At the HCIR workshop last month, one of the posters was from Microsoft researchers Jaime Teevan, Susan Dumais, and Zachary Gutt, entitled “Challenges for Supporting Faceted Search in Large, Heterogeneous Corpora like the Web“.
From the abstract:
Those [challenges] that we have identified stem from the fact that such datasets are 1) very large, making it difficult to assign quality meta-data to every document and to retrieve the full set of results and associated metadata at query time, and 2) heterogeneous, making it difficult to apply the same metadata to every result or every query.
Drilling further into their position paper reveals three challenges:
- A lack of good, automatically generated metadata.
- Uncertainty as to which facets will be most valuable for particular information needs.
- The cost of dynamically computing facet distributions for result sets.

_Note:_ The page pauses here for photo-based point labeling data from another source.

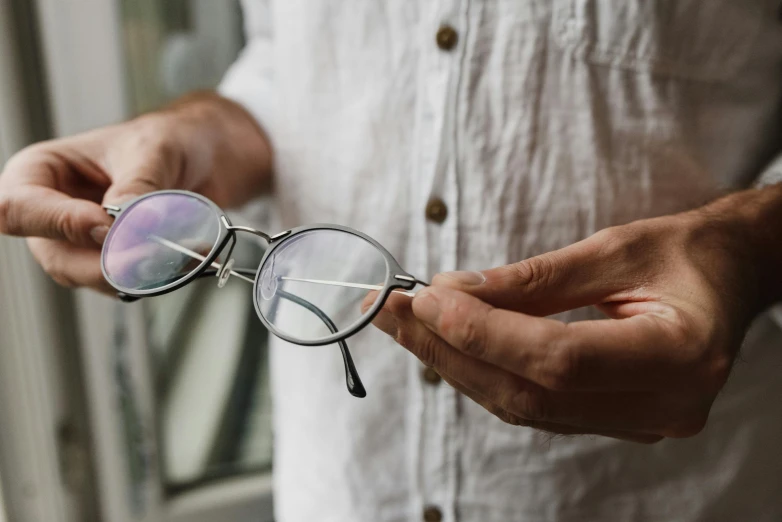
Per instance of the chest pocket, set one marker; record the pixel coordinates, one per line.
(707, 40)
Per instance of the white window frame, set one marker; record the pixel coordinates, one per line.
(83, 62)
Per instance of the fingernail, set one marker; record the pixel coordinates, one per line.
(99, 234)
(426, 307)
(466, 278)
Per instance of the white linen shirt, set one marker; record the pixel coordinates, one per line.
(547, 121)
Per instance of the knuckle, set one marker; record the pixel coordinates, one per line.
(427, 349)
(534, 273)
(531, 405)
(7, 224)
(562, 367)
(466, 333)
(65, 223)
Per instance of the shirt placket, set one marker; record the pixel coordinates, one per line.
(434, 189)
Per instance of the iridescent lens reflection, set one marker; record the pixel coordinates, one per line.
(159, 240)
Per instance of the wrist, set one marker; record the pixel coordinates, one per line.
(220, 138)
(751, 220)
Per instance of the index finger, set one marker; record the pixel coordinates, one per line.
(628, 354)
(32, 206)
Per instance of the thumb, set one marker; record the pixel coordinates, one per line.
(573, 277)
(138, 172)
(128, 187)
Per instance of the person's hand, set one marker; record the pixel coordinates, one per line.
(52, 192)
(679, 293)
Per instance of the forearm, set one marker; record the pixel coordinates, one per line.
(755, 218)
(220, 136)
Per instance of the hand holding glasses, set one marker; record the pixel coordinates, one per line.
(310, 289)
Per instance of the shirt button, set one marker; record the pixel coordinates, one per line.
(431, 376)
(433, 514)
(436, 210)
(447, 37)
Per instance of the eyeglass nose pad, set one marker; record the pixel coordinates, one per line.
(224, 273)
(269, 281)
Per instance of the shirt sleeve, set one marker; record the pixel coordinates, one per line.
(249, 81)
(771, 176)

While these are all serious challenges, I feel that the position paper overstates them. Not all of the metadata needs to be generated automatically, and in any case there are lots of opporutnities to crowd-source metadata creation. Facet selection is more challenging, but the work we’ve done at Endeca on query clarification suggest that this problem is tractable. Finally, the computational challenge strikes me as an artifact of today’s ranked retrieval systems for web search, which are a bad fit for what is essentially a set retrieval problem.
I’m not saying that this problem isn’t hard. In fact, I think that the authors neglect the biggest challenge, which is the adversarial nature of web search. Arguably this problem is an implicit (but unstated) aspect of the metadata problem–there will be too much of an incentive to game it.
Nonetheless, I think the time is ripe to consider faceted search approaches for large, heterogeneous corpora like the web. And perhaps we can work around the adversarial model while we’re at it. But that’s the subject for another post.